19% said they were “not that confident,” while just 6% said they were “not confident at all.”

Combined, you have 70% of Americans expressing confidence they can get timely emergency care, vs 25% who are not confident.

Let’s compare those numbers directly:

Confident in receiving timely emergency care:

Canadians – 37%, Americans 70%.

Not confident in receiving timely emergency care:

Canadians 61%, Americans 25%.

This is perhaps the most profound indictment of the Canadian healthcare system we’ve seen in quite some time when it comes to polling. The only more profound indictment has been the increasing use of state-assisted suicide as a ‘substitute’ for healthcare.

The poll includes even more devastating information on the crumbling system.

29% of Canadians expressed “chronic difficulty” getting healthcare access, while another 31% said they had “some challenges”.

Just 15% said they had “comfortable access,” and another 26% said they did not need to access the system.

Universal healthcare in Canada is currently dead

We must be honest about what this means.

Canada doesn’t have a universal healthcare system.

That system is dead.

Putting the name “universal” on a system doesn’t mean anything if it isn’t actually accessible.

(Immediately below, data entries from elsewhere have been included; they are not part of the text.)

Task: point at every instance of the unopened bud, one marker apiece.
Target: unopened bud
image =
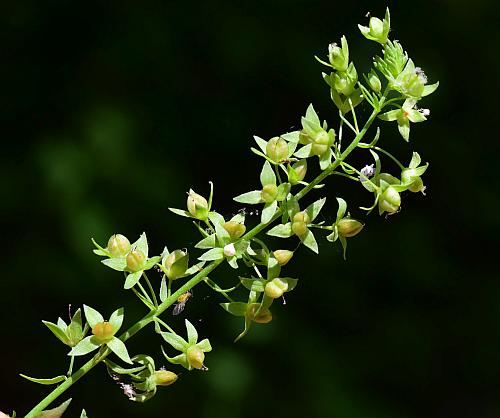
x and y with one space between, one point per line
164 377
197 206
283 256
299 223
275 288
348 227
195 357
136 260
235 229
277 149
118 245
389 201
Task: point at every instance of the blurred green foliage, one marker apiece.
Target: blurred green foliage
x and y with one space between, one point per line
107 110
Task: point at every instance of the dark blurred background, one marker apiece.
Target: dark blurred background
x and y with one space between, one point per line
110 112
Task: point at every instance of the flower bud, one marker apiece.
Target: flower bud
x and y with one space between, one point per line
277 149
103 331
229 250
283 256
263 316
339 57
235 229
269 193
374 82
297 171
118 245
389 201
408 175
348 227
321 143
164 377
195 357
197 206
136 260
275 288
176 264
299 223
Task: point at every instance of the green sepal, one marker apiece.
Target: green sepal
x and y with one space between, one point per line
175 341
309 241
132 279
235 308
58 332
254 285
117 263
118 347
281 231
51 381
213 254
163 289
55 412
121 370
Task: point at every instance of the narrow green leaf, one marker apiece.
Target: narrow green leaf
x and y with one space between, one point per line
51 381
118 263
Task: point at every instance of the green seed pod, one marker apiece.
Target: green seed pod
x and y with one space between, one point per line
283 256
136 260
197 206
103 331
176 264
277 149
321 143
275 288
374 82
235 229
118 245
269 193
297 171
263 317
389 201
195 357
299 223
164 377
348 227
408 175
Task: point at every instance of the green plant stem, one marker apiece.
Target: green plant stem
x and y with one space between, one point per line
200 276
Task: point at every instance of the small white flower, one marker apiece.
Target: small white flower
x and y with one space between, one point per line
229 250
368 170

And now that the Canadian socialist system is less reliable to Canadians than the American system is to Americans, nobody can fairly and honestly appraise the situation as anything other than a total disaster.

The last redoubt of the socialized system defenders has been breached.

It is now not a matter of if Canada is forced to embrace a much larger role for the private sector in healthcare delivery, it is only a matter of when, and the longer it takes, the more Canadians will needlessly suffer in the meantime.